The unofficial results indicate that both measures were defeated. Opposition to Proposition 105 led the race with 62.3 percent to 37.7 percent according to election night results. Proposition 106 was behind with 66.2 percent of voters against it. By the last election night report, about 90 percent of ballots had been counted.
Invest in PHX led the opposition campaign against both propositions. They held an election watch party in the heart of downtown Phoenix.
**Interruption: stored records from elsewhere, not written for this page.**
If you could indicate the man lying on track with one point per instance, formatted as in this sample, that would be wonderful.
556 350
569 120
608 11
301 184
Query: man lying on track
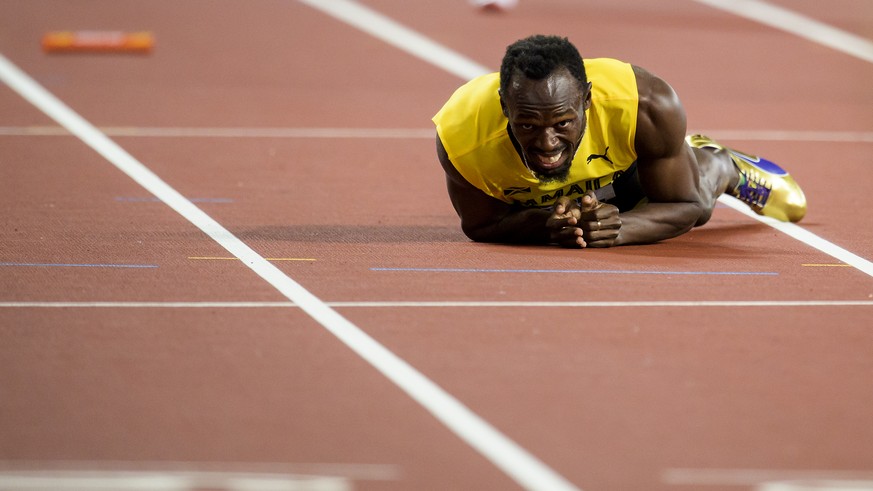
588 154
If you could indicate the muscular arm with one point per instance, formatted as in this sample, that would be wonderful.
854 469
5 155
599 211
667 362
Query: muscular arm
486 219
667 169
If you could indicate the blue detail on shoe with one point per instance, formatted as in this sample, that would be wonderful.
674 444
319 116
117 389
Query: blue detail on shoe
762 164
753 195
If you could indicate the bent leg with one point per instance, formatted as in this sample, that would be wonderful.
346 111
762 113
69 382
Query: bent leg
717 175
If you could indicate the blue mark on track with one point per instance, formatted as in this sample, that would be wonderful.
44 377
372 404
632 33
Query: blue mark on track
75 265
577 271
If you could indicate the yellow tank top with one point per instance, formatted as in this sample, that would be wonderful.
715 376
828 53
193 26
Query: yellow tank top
473 130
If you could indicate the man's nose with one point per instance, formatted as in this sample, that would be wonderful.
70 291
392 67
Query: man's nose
548 140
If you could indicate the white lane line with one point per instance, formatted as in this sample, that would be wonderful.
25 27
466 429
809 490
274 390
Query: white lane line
803 235
358 16
237 132
797 24
439 304
403 133
516 462
399 36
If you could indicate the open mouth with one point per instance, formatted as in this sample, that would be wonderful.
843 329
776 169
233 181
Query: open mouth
551 161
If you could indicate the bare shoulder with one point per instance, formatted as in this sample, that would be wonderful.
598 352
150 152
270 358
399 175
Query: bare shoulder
661 121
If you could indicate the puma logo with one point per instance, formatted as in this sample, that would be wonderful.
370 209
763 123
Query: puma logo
594 156
516 190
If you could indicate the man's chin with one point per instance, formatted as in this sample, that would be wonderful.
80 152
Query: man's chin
559 174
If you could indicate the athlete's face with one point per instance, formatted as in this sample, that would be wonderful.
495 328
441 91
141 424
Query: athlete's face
547 118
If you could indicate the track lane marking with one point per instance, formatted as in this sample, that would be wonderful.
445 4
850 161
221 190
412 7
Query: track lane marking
500 450
450 304
360 17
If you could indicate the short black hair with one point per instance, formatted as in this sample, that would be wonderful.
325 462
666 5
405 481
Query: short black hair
538 56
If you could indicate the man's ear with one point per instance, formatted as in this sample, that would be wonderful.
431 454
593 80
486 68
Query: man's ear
502 103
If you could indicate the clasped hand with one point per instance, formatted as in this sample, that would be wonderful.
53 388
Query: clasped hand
586 223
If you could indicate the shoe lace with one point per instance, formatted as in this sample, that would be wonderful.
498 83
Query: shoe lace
754 190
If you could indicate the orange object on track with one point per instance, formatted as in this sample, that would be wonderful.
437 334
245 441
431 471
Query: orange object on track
98 41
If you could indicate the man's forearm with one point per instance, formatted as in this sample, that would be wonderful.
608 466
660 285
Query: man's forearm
657 221
524 226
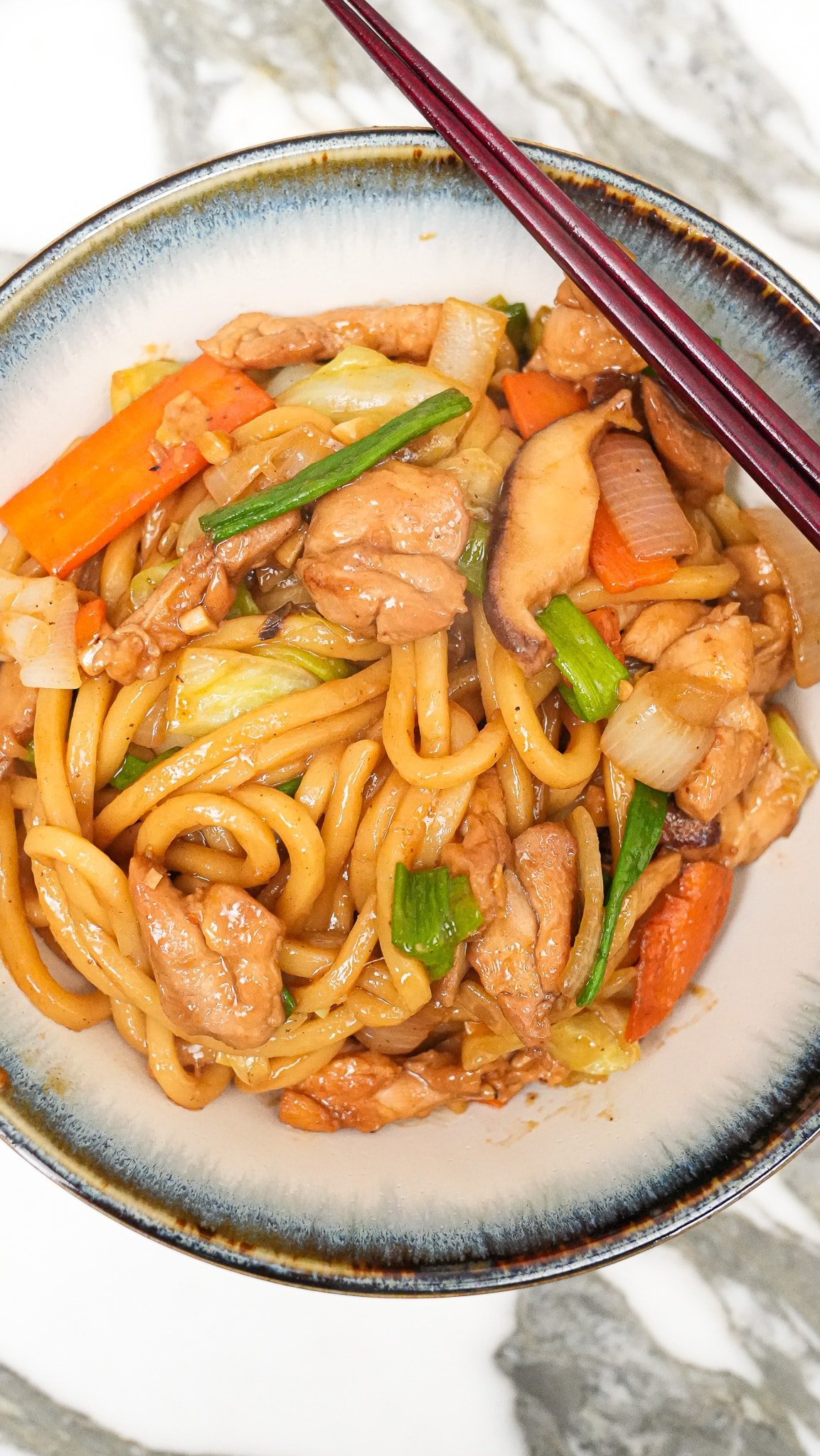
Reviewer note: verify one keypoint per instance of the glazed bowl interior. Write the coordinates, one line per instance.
(561, 1178)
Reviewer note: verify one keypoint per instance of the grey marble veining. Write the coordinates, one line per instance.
(592, 1379)
(663, 89)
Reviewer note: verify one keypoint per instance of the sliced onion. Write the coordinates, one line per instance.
(799, 564)
(651, 743)
(57, 668)
(640, 498)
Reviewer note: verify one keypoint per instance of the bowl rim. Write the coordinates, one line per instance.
(494, 1271)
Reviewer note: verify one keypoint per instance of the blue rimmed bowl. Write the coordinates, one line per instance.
(554, 1183)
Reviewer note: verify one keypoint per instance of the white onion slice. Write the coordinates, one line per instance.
(651, 743)
(799, 564)
(640, 498)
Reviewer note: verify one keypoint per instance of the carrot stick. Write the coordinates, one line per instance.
(111, 478)
(615, 565)
(675, 939)
(538, 401)
(89, 621)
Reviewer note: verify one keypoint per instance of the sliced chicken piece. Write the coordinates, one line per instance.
(774, 658)
(503, 954)
(765, 811)
(720, 648)
(740, 736)
(265, 341)
(579, 341)
(696, 462)
(547, 865)
(485, 850)
(18, 707)
(659, 626)
(215, 956)
(366, 1089)
(380, 554)
(193, 599)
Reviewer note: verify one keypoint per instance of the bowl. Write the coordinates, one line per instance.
(558, 1181)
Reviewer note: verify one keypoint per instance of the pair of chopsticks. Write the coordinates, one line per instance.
(775, 451)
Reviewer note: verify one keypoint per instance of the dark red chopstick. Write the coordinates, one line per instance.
(771, 446)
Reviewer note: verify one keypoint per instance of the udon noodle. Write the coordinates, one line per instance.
(421, 786)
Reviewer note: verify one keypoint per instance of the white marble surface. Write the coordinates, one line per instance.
(715, 101)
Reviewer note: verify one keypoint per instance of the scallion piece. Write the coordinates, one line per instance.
(339, 469)
(433, 914)
(518, 319)
(472, 562)
(641, 835)
(587, 664)
(133, 769)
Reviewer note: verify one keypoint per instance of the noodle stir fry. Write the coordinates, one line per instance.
(386, 704)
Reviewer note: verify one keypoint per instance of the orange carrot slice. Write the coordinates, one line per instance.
(615, 565)
(111, 478)
(538, 401)
(675, 939)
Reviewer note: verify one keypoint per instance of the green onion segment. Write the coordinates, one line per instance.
(644, 823)
(433, 914)
(339, 469)
(586, 661)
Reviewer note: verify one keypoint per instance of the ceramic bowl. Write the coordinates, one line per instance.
(555, 1183)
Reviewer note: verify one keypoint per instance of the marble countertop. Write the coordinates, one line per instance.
(111, 1344)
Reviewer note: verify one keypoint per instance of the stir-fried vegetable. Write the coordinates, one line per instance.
(213, 685)
(664, 727)
(617, 565)
(363, 382)
(790, 751)
(472, 562)
(339, 469)
(799, 564)
(586, 661)
(133, 769)
(675, 941)
(89, 621)
(147, 580)
(590, 1047)
(129, 385)
(114, 476)
(37, 629)
(518, 319)
(641, 836)
(433, 914)
(538, 401)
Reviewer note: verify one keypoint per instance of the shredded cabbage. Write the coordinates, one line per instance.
(213, 686)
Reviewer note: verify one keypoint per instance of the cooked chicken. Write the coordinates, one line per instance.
(522, 951)
(485, 850)
(767, 810)
(774, 658)
(215, 956)
(206, 577)
(380, 554)
(659, 626)
(695, 462)
(577, 340)
(18, 707)
(547, 865)
(757, 572)
(366, 1091)
(265, 341)
(740, 736)
(720, 648)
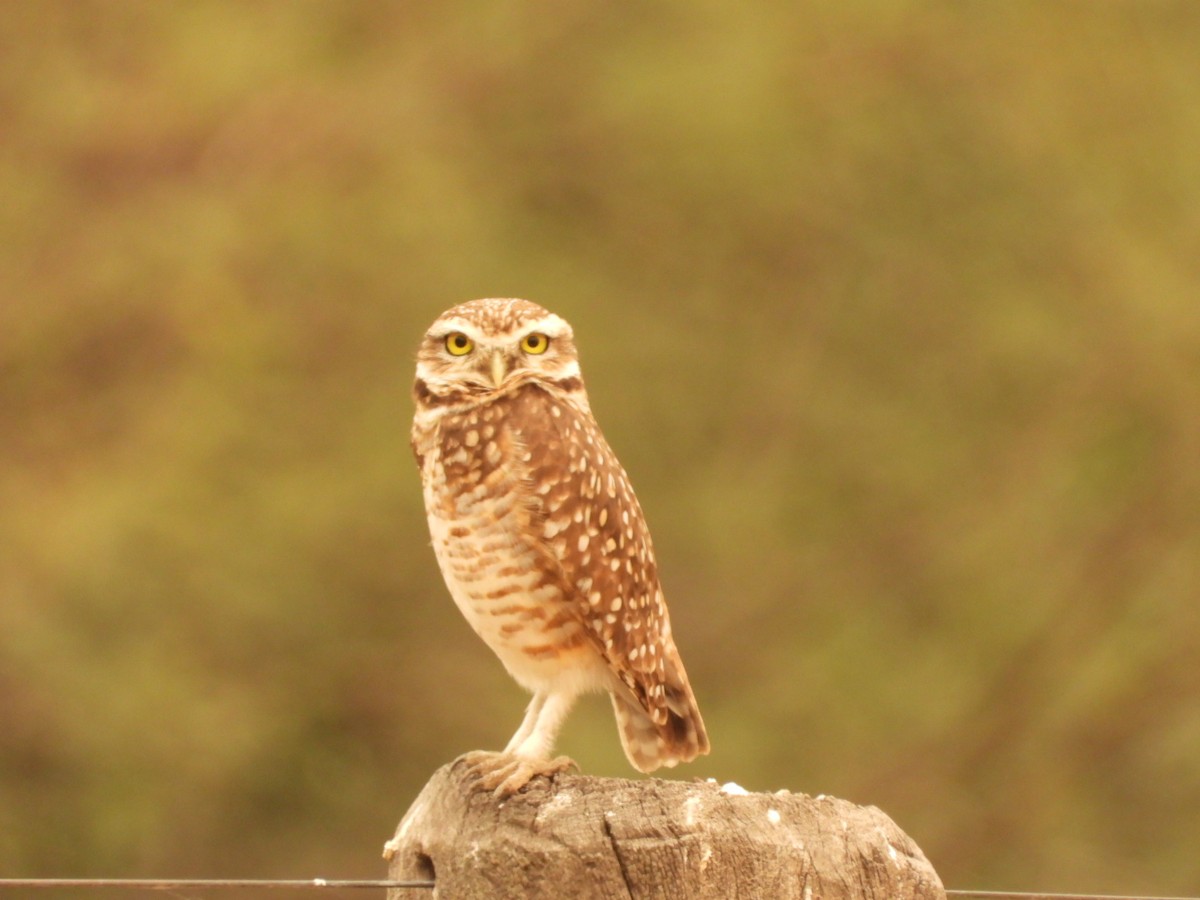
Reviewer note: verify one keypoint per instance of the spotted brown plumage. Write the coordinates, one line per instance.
(540, 538)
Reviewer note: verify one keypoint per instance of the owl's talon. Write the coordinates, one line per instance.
(505, 774)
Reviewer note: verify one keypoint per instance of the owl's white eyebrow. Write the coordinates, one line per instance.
(453, 325)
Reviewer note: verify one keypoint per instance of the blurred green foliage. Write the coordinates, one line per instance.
(891, 310)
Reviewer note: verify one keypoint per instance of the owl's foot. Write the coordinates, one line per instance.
(504, 774)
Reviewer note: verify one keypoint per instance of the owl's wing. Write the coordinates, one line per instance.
(592, 526)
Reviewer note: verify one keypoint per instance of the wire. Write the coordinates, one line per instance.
(1017, 895)
(208, 883)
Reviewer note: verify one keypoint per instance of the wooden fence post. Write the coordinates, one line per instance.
(579, 837)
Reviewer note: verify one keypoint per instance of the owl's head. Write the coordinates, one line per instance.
(484, 347)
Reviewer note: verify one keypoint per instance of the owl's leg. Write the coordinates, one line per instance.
(527, 754)
(528, 723)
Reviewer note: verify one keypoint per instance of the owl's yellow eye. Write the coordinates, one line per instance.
(459, 345)
(537, 342)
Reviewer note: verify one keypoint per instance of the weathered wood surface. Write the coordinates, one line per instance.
(579, 837)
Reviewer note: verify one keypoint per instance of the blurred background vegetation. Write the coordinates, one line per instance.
(889, 309)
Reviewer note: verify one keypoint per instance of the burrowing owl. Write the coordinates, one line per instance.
(541, 540)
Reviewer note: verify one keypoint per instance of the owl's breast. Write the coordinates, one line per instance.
(485, 521)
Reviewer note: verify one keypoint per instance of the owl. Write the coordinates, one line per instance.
(540, 539)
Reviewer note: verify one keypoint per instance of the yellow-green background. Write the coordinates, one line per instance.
(892, 311)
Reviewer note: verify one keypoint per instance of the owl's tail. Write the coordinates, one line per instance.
(681, 738)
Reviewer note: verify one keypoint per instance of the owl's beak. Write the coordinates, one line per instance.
(499, 369)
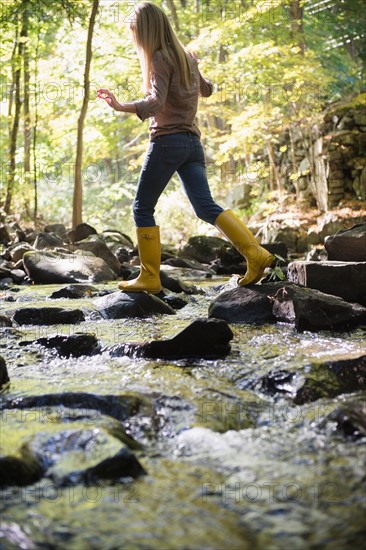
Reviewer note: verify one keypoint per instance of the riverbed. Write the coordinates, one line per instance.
(228, 466)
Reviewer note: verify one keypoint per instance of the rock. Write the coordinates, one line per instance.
(344, 279)
(174, 284)
(350, 419)
(74, 292)
(48, 316)
(204, 339)
(82, 231)
(187, 263)
(17, 251)
(53, 268)
(4, 376)
(18, 275)
(205, 249)
(57, 228)
(75, 345)
(5, 321)
(119, 407)
(12, 536)
(98, 247)
(348, 245)
(4, 235)
(250, 304)
(314, 310)
(47, 240)
(20, 469)
(122, 464)
(332, 378)
(120, 305)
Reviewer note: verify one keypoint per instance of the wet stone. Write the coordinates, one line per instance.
(74, 292)
(204, 338)
(4, 376)
(76, 345)
(314, 310)
(120, 305)
(249, 304)
(48, 316)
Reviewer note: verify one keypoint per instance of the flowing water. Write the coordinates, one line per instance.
(228, 466)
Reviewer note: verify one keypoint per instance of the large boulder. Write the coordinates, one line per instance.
(48, 316)
(99, 248)
(4, 376)
(314, 310)
(58, 267)
(249, 304)
(120, 305)
(203, 338)
(348, 245)
(344, 279)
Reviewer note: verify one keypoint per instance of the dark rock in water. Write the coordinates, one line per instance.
(4, 376)
(48, 316)
(20, 470)
(123, 464)
(17, 251)
(204, 249)
(314, 310)
(204, 338)
(245, 304)
(75, 345)
(344, 279)
(348, 245)
(4, 235)
(98, 247)
(120, 407)
(74, 292)
(279, 382)
(5, 321)
(54, 268)
(187, 263)
(57, 228)
(176, 302)
(332, 378)
(174, 284)
(47, 240)
(18, 275)
(351, 419)
(120, 305)
(12, 536)
(82, 231)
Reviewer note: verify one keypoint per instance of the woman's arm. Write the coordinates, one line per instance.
(110, 98)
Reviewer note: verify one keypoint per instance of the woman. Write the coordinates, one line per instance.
(173, 84)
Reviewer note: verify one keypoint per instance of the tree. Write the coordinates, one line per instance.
(78, 190)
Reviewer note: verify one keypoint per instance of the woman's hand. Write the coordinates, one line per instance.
(109, 98)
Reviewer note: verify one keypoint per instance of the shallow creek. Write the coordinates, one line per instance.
(228, 466)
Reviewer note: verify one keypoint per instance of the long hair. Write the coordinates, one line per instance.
(152, 31)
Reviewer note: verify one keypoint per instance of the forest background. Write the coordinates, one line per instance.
(67, 157)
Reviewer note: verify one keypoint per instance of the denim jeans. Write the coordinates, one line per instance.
(181, 153)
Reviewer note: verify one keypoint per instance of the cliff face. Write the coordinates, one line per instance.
(331, 160)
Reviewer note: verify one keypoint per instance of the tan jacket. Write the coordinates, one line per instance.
(171, 107)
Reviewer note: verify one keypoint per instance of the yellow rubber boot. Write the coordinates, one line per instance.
(257, 257)
(148, 240)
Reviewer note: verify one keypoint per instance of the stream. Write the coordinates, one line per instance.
(228, 465)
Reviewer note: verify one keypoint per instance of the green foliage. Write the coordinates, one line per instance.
(264, 86)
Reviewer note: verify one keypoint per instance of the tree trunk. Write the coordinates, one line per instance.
(296, 11)
(173, 11)
(26, 108)
(14, 129)
(78, 191)
(35, 175)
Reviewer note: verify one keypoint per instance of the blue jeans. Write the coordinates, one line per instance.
(181, 153)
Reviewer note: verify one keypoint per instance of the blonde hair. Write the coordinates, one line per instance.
(152, 31)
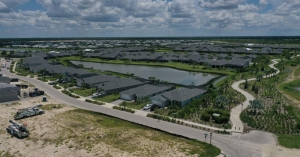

When the unofficial results were reported, Phoenix Mayor Kate Gallego addressed the room stating: “I did not anticipate the national spotlight which would shine on our city about these ballot propositions. … We have said strongly we want to invest in the future of our city.” Invest in PHX raised $933,000 in campaign contributions according to pre-election reports that covered activity through Aug. 10.
Phoenix Councilmember Sal DiCiccio (District 6), who supported both initiatives, said, “Like many of you, I am disappointed to see tonight’s election results. I want to thank everyone who worked on these initiatives and who helped share our message throughout the city. You have my commitment that I will continue to fight for accountability and fiscal responsibility at the City of Phoenix.”
The support campaign for Proposition 105, Building a Better Phoenix, raised $488,000 in contributions according to pre-election reports. The Proposition 106 campaign, Responsible Budgets, raised $298,000.
The question of light rail expansion has been before Phoenix voters three times prior to Proposition 105. Voters have decided four other pension-related propositions since March 2013.